The answer to the first question is obvious to anyone who falls under the jurisdiction of the California Interscholastic Federation. It certainly has nothing to do with the 2019 state championship schedule of Alaska (10/5), Arizona (11/16), Hawaii (11/2), Idaho (11/2), New Mexico (11/9), Oregon (11/9), Utah (10/23), Washington (11/9), and Wyoming (10/26), the other states that participate in the West Region. In fact, looking at this list, one may be tempted to be in utter shock at how late Arizona is compared to the other states. That is, until they see the 2019 CIF State Finals date (11/30). I mean, seriously, does California need to hold its state championship two weeks after Arizona? To argue that we have more heat than Phoenix or Tucson is laughable. In fact, having coached in South Florida for five years, where we dealt with not only heat, but also high humidity, I never even really feel hot in the hottest weather SoCal throws at me. The Foot Locker West Region is held up by the Golden Bear State for no good reason whatsoever.
What effects does this have on California runners? This schedule makes our runners have to take on added burdens. All of the states listed above get at least three to five weeks to recover from their state finals all-out efforts in order to put it all out there for Foot Locker. Similarly, these states (with the exception of Arizona) get to participate in the NXN Regional on 11/16, and then have until December 7th to race all-out in the NXN finals. There have been a lot of California teams that were talented enough to win CIF and NXN, but if you look at how they did it, a lot of times it was because they were so incredibly talented that they did not need to run all-out at CIF Finals. Good for them, but in a year where there are evenly matched teams from multiple states plus heavy competition in CIF, those teams will not fair so well. Whether you are talking NXN or Foot Locker, the added burden we place on our runners is real. A team that might win NXN or an individual that might win Foot Locker can effectively be eliminated because of the burden the CIF schedule puts on their bodies.
Also, the fact that our state puts nine other states into the disadvantage of having to run two all-out efforts in two consecutive weeks in order to participate in Foot Locker is unconscionable. They should have two weeks, like everyone else, to recover and prepare to give an all-out effort on the national stage. Is it any wonder that no West Region athlete finished in the top ten (out of forty participants in each race) for boys or girls in 2019? They looked a lot better on paper, but their bodies just could not handle the devastating effects of their situation.
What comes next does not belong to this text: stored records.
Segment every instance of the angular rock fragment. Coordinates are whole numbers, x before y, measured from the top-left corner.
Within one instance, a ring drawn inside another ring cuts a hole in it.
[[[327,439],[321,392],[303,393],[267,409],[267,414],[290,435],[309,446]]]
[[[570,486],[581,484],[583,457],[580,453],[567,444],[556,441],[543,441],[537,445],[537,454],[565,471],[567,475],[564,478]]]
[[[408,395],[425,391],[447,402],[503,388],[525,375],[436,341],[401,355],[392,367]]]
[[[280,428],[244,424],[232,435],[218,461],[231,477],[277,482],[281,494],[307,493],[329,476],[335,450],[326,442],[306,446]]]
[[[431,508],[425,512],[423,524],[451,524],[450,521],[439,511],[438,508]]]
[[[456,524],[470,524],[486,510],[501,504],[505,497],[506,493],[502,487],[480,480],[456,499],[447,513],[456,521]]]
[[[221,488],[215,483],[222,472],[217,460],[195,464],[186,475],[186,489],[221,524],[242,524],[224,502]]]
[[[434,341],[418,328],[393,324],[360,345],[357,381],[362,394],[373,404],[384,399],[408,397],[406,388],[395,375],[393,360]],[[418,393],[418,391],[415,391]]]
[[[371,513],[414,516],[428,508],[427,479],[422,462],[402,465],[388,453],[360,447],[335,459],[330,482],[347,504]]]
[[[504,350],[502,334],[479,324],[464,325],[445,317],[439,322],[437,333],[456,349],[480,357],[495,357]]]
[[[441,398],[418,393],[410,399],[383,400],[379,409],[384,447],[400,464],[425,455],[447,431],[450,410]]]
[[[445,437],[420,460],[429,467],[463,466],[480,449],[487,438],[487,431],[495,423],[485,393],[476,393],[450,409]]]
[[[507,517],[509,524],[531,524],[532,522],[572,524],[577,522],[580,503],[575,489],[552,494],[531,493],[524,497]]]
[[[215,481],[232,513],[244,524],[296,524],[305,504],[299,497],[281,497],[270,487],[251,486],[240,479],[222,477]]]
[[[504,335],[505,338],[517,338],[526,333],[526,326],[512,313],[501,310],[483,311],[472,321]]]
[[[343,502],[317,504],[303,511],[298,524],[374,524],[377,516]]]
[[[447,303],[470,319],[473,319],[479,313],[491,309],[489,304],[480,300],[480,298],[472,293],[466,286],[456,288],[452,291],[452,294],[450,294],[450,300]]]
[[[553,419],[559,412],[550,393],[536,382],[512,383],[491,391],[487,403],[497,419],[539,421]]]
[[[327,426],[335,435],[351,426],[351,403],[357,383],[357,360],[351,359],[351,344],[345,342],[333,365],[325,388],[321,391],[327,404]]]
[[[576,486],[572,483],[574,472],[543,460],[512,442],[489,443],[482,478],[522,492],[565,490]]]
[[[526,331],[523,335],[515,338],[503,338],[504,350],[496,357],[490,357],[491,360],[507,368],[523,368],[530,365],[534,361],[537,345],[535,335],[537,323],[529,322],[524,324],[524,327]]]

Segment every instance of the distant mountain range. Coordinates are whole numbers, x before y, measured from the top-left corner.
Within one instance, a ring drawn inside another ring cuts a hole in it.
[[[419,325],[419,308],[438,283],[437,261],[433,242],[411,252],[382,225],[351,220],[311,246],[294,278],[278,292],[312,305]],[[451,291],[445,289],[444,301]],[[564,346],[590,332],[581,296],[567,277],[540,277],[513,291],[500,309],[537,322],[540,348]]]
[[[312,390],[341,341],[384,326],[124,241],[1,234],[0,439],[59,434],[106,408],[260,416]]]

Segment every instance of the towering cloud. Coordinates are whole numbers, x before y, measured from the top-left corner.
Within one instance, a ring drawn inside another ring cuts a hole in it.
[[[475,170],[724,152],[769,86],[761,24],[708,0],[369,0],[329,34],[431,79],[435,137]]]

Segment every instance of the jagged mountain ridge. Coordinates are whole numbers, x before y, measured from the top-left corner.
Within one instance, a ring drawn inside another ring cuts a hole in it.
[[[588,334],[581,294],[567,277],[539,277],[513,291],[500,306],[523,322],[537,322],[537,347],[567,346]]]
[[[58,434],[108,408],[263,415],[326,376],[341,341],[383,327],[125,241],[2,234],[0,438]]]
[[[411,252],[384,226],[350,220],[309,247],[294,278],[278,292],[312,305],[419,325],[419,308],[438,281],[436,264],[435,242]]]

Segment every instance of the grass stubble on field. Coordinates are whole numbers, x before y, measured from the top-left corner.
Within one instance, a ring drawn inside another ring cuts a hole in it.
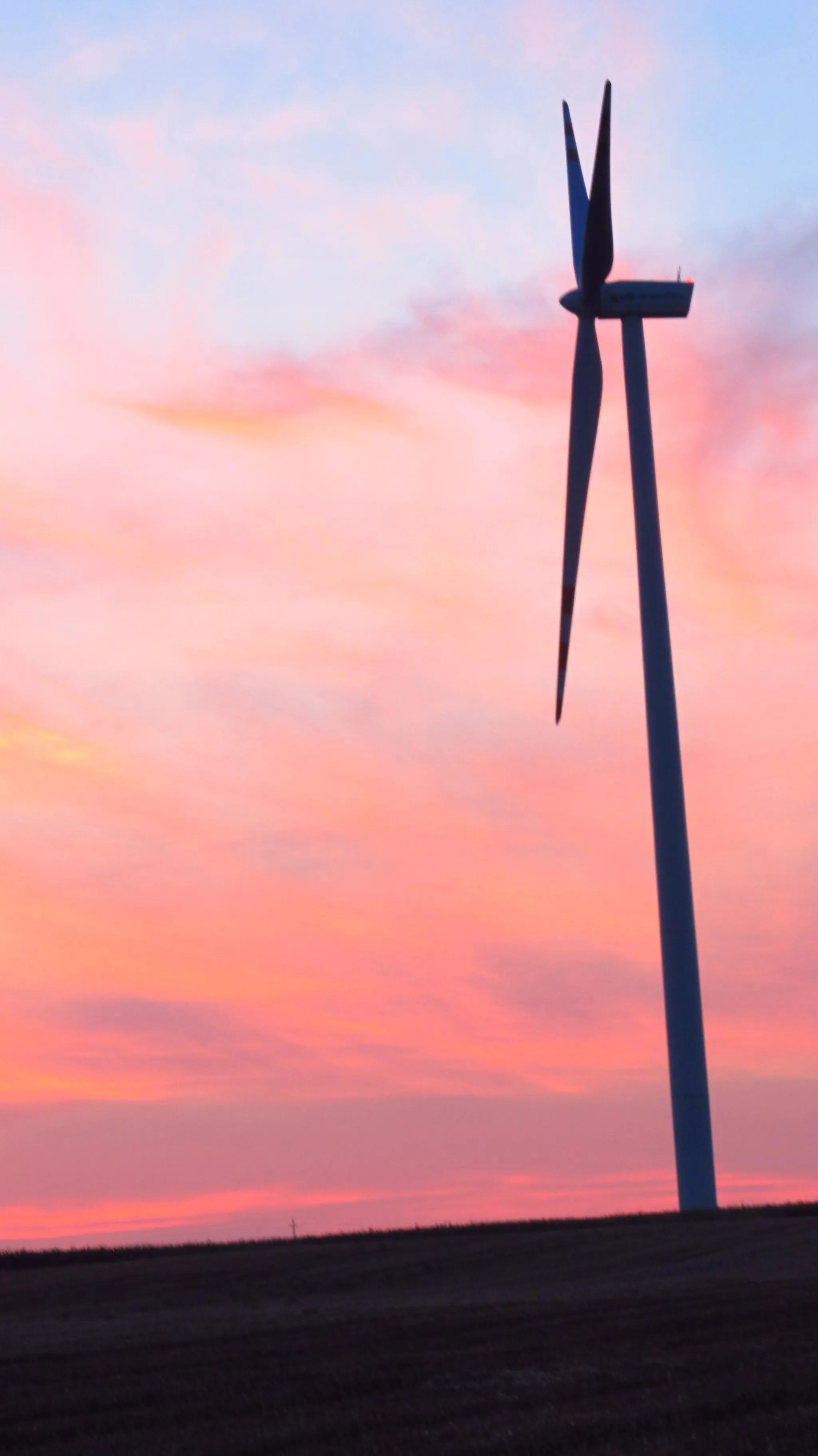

I propose that at the very least, California’s cross country schedule should match Arizona’s. Again, you cannot argue that our heat is worse than theirs. This would allow our athletes a level playing field when they hit the national stage, racing either NXN or Foot Locker. It would also allow Foot Locker West to take place the same day as the other three regions, boosting the chances of athletes from ten states to come away with the title of Foot Locker National Champion.